After visiting Beethoven's House in Heiligenstadt (more about that later) we took a short trip to Grinzing to see Mahler's grave. It is a beautiful piece of stonework, simple and moving. Mahler was asked once what he wanted on his gravestone. He said, "Just my name. Those that know me won't need anything more, those that don't won't care.
Mahler is a special composer. His music captures the modern world that was to come and expresses a wistful longing for the loss of the natural world. Alban Berg wrote, " I have played through the 9th Symphony again. The first movement is the finest Mahler has ever written. It is the expression of an unprecedented love of this Earth, the longing to live on it in peace, and to enjoy it and its nature in its most fundamental form - before death comes." He goes on, "Because it will inexorably come. This whole movement is a premonition of death. It appears again and again. All that is earthly and dreamy surges in it..."
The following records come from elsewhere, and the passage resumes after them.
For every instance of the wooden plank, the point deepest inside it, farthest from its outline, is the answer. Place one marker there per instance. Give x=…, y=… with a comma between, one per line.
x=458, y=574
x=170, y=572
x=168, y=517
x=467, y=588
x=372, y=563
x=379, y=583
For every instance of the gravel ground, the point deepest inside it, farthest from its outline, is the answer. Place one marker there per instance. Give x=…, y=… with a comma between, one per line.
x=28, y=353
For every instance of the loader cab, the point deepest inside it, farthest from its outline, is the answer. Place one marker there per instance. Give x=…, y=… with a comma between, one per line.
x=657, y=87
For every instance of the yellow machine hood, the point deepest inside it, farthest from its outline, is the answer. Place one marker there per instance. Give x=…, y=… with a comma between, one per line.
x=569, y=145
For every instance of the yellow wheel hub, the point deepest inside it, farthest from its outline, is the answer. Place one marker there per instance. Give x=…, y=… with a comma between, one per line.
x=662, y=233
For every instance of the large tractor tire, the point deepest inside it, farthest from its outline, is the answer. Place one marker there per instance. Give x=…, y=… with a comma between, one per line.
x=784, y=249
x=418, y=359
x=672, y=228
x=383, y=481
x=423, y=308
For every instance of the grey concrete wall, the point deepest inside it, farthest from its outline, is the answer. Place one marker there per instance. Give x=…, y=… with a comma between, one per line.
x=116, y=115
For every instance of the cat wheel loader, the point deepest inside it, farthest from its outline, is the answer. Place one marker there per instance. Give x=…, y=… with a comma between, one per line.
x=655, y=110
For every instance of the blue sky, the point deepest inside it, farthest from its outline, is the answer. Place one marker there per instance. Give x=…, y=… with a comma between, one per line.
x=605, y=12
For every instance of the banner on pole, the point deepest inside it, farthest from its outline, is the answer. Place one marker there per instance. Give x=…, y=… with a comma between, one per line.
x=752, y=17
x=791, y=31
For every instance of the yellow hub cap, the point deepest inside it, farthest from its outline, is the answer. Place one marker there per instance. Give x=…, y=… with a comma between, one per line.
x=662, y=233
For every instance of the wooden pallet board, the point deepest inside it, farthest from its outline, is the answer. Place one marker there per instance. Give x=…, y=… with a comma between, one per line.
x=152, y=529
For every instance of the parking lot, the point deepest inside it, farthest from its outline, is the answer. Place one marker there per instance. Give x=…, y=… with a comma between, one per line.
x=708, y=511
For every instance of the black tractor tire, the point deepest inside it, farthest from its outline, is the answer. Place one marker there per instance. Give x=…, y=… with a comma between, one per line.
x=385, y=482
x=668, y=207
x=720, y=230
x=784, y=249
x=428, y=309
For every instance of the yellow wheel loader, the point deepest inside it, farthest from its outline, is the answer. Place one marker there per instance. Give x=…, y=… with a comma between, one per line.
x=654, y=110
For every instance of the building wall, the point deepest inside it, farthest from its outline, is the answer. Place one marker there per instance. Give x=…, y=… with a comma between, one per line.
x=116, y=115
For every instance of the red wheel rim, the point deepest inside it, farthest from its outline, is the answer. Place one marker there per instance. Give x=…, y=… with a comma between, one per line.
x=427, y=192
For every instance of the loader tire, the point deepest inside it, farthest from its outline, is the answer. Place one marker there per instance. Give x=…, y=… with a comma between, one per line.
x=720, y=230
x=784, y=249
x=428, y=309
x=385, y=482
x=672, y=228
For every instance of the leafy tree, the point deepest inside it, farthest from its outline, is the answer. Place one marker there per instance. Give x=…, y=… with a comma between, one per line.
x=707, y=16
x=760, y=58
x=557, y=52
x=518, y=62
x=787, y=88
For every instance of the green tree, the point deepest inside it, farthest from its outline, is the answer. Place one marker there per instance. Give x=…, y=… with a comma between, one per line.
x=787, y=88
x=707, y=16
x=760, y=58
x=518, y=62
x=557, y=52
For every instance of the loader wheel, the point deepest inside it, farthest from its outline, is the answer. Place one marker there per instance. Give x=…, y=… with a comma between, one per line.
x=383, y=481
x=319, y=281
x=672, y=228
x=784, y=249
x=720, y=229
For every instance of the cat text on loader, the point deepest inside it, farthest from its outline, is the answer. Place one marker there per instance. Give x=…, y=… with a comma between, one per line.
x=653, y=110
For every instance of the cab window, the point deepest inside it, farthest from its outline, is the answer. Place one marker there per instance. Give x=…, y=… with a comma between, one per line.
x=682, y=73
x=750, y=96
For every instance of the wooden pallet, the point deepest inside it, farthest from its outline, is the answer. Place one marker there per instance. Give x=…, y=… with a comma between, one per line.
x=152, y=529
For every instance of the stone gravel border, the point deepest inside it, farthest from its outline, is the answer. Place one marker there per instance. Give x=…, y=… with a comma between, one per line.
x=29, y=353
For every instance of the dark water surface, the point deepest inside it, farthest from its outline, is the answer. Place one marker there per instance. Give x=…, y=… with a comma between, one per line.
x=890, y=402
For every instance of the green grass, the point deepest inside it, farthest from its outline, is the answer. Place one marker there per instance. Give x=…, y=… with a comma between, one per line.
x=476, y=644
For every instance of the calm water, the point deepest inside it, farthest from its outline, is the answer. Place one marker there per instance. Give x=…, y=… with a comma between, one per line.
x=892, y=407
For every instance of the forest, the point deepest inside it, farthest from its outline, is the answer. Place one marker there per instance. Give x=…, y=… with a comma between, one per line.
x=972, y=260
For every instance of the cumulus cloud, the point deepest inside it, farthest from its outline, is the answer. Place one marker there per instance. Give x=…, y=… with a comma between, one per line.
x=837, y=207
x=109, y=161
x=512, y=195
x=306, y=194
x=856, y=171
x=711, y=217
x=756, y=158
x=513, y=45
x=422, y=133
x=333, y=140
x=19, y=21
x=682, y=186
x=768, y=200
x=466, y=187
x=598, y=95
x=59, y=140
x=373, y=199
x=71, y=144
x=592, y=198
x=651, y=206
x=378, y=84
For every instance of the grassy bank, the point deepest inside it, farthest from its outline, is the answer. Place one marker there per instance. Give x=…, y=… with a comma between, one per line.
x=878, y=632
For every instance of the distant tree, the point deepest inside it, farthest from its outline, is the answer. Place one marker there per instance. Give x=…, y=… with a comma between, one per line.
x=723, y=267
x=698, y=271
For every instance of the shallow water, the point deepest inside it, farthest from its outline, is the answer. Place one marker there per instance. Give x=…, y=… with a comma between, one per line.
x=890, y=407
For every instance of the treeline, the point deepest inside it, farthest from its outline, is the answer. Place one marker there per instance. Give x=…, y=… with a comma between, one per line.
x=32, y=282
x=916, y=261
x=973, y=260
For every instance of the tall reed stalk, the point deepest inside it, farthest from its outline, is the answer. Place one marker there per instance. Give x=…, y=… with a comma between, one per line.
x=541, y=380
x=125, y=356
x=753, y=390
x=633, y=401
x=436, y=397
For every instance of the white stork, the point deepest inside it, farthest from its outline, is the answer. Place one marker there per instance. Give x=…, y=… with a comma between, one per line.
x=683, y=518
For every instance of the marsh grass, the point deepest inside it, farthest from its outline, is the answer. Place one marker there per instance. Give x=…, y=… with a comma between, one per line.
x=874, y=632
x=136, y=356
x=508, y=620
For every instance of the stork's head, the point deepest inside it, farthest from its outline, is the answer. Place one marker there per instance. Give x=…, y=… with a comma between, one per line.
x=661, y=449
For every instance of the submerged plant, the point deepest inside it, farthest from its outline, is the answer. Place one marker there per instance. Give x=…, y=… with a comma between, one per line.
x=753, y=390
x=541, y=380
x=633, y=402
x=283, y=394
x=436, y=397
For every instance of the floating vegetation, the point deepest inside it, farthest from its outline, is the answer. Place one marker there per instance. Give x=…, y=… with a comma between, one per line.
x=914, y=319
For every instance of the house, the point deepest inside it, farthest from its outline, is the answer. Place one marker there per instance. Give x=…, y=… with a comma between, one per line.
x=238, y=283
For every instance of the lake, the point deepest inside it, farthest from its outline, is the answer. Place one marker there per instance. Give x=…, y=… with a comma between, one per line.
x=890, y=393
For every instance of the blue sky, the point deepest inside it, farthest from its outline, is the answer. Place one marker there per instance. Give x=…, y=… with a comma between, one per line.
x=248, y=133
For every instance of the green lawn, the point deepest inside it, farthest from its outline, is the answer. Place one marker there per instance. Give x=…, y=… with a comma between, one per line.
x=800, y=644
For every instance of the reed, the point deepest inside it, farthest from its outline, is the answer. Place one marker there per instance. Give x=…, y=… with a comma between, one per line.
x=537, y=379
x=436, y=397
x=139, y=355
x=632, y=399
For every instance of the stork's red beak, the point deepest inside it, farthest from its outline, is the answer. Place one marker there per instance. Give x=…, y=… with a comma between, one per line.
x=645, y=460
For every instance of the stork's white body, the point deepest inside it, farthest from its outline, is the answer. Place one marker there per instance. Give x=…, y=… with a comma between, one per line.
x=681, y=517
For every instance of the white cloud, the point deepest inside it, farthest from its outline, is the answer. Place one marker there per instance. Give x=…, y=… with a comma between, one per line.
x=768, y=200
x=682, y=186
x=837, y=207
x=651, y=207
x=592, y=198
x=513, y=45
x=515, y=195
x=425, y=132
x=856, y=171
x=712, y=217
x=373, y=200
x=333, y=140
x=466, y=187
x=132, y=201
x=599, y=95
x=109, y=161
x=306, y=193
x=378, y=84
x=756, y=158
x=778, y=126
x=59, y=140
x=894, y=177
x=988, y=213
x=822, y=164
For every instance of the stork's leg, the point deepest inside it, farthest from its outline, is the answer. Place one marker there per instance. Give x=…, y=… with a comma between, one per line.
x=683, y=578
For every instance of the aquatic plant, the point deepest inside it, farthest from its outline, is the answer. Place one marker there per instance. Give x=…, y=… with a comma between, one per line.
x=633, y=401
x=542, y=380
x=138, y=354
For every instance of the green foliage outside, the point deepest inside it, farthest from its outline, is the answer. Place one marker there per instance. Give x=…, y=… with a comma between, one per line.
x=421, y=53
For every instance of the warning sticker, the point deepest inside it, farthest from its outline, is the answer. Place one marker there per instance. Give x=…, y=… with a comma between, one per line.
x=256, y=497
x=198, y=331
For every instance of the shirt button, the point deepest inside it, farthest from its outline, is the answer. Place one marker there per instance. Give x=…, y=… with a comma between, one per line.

Booyah (!) to that. Great music can mean all these things without a word being spoken. When I first listened to that movement, I was in high school. I knew I had experienced something important. I started the record over, and listened again and again. Sad, beautiful, happy... I heard mountains, valleys, love... and of course, death. And that was only the first movement!
I get to hear it live with Esa-Pekka Salonen and the Vienna Philharmonic in Novemeber.